Marcia Schvartz at 55 Walker

Exiled to Spain, then Brazil in the late 70s during Argentina’s military junta, Argentinian artist Marcia Schvartz returned to Buenos Aires in 1983, settling in the working class and bohemian neighborhood of San Telmo. Frank portraits of her friends and neighbors followed, along with this depiction of a mystical encounter at one of the city’s major train stations now on view in an exhibition of Schvartz’s work at Tribeca gallery 55 Walker. Downplaying the opulent and busy surroundings of the station, Schvartz concentrates on a tender encounter between a mom and an ethereal visage. (On view through Sept 7th).

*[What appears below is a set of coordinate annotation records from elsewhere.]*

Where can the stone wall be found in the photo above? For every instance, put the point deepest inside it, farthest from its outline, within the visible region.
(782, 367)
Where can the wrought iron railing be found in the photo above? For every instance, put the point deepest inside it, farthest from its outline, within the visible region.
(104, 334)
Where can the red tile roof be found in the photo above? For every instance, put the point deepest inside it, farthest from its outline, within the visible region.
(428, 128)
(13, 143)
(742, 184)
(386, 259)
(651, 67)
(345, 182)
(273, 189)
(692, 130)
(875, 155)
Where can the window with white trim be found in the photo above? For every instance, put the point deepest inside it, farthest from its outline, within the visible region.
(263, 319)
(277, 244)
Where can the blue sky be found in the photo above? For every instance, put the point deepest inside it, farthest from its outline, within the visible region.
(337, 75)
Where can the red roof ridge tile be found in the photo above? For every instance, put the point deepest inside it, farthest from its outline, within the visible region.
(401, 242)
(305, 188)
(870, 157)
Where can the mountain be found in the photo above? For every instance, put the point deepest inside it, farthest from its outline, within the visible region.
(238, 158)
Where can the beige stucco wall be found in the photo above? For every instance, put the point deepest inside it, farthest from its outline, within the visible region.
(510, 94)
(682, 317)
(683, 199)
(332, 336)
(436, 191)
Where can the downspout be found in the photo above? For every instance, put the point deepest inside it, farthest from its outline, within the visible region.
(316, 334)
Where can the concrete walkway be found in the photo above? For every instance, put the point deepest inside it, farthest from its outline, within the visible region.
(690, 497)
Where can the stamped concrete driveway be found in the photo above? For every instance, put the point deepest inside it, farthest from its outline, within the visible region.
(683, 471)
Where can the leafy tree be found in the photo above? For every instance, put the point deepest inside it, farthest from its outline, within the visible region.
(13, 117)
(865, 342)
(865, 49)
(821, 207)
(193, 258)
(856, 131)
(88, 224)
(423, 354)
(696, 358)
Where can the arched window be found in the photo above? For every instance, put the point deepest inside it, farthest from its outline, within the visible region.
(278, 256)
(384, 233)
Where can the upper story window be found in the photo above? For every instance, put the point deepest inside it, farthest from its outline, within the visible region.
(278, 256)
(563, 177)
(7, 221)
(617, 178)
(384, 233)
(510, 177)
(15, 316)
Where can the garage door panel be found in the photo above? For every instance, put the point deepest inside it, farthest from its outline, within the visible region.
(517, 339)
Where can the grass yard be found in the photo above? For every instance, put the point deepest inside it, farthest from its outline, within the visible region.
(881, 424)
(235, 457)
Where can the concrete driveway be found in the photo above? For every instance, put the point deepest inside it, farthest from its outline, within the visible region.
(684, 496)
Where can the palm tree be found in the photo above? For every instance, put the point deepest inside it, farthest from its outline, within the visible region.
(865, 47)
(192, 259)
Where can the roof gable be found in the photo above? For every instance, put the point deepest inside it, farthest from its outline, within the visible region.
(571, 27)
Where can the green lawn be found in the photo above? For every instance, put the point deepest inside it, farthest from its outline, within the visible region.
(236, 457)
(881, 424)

Encuentro mistico constitucion (Mystical encounter at Constitution Train Station), oil on canvas and collage, 52 x 46.2 x 1 inches, 1998.

 

Isaac Julien at Metro Pictures Gallery

Based on the life of Frederick Douglass, the most photographed American man of the 19th century, British filmmaker Isaac Julien’s new ten-screen installation ‘Lessons of the Hour’ brings Douglass’ remarkable life and oratory talents into focus at Metro Pictures Gallery.  Here, actors play the role of Douglass and his wife traveling by rail, echoing and contrasting his escape via train as a young man to freedom in New York. (On view in Chelsea through April 13th).

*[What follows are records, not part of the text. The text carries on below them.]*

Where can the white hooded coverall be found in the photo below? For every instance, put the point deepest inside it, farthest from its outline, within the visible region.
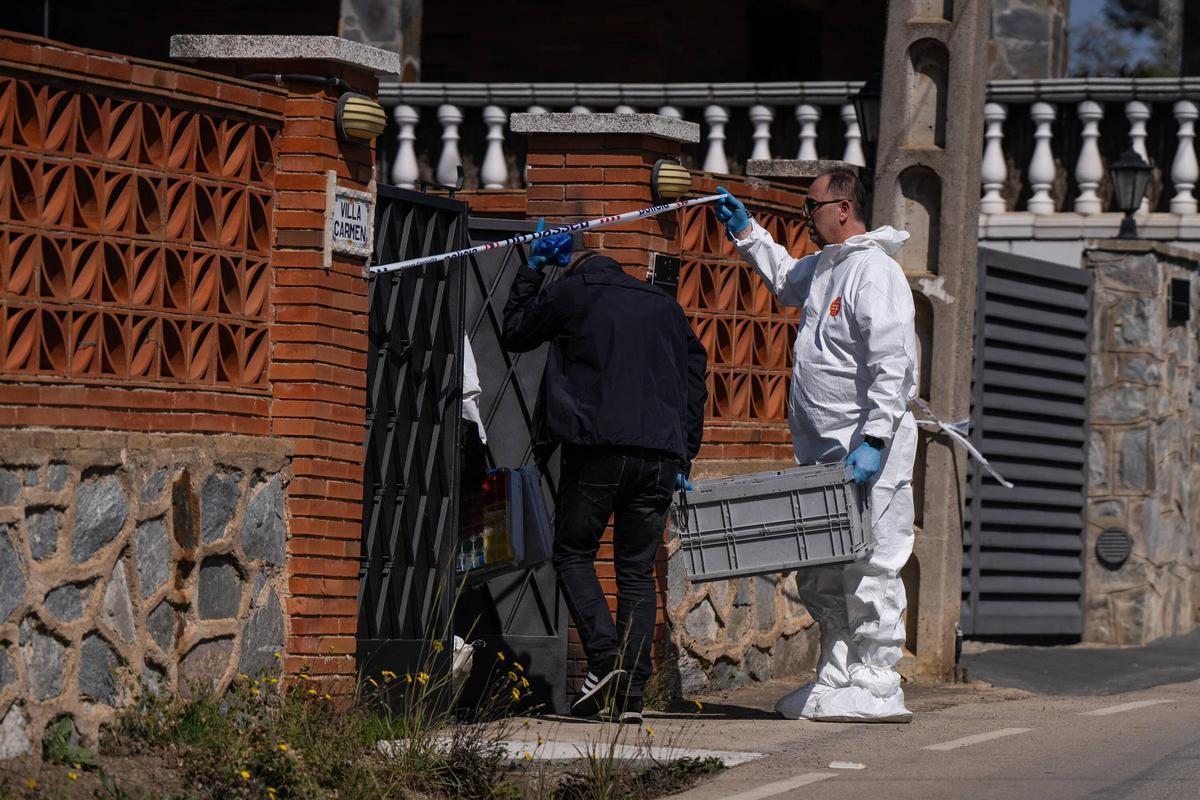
(855, 371)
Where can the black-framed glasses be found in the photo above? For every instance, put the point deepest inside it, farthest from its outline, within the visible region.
(810, 205)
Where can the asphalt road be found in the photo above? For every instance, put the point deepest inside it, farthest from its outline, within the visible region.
(1143, 744)
(1053, 722)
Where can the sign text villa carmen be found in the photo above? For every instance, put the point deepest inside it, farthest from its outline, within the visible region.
(349, 221)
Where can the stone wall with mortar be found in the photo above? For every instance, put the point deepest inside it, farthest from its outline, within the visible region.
(727, 633)
(1144, 458)
(133, 563)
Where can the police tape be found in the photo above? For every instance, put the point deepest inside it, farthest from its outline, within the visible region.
(957, 431)
(589, 224)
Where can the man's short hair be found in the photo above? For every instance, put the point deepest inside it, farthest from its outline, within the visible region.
(845, 184)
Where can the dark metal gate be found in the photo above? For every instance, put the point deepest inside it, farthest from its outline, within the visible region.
(414, 396)
(519, 611)
(1023, 548)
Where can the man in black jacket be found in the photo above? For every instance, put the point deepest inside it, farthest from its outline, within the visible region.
(624, 396)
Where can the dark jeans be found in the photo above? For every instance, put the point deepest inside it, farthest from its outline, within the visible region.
(635, 487)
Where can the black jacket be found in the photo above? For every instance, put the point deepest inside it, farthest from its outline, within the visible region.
(623, 368)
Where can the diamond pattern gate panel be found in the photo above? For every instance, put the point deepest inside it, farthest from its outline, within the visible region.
(519, 611)
(414, 398)
(1023, 548)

Isaac Julien, The North Star (Lessons of the Hour), glass inkjet paper mounted on aluminum, 63 x 84 inches, 2019.

Marianne Vitale at Invisible Exports

Marianne Vitale gives new meaning to life on the rails with her repurposed railway tracks as minimalist sculpture, steel junctions as totemic figures and now, a train engine housing resembling a gas-masked ghoul.  Part of an exhibition that includes stacks of metal flangeway blocks that recall indecipherable letter shapes, Vitale’s art is anthropology – a search through remnants of a recently bygone era for clues to life in the not-so-distant past.  (On view at Invisible Exports on the Lower East Side through June 24th).

Marianne Vitale, Skull, repurposed train engine parts, 49 x 42 x 8 inches, 2018.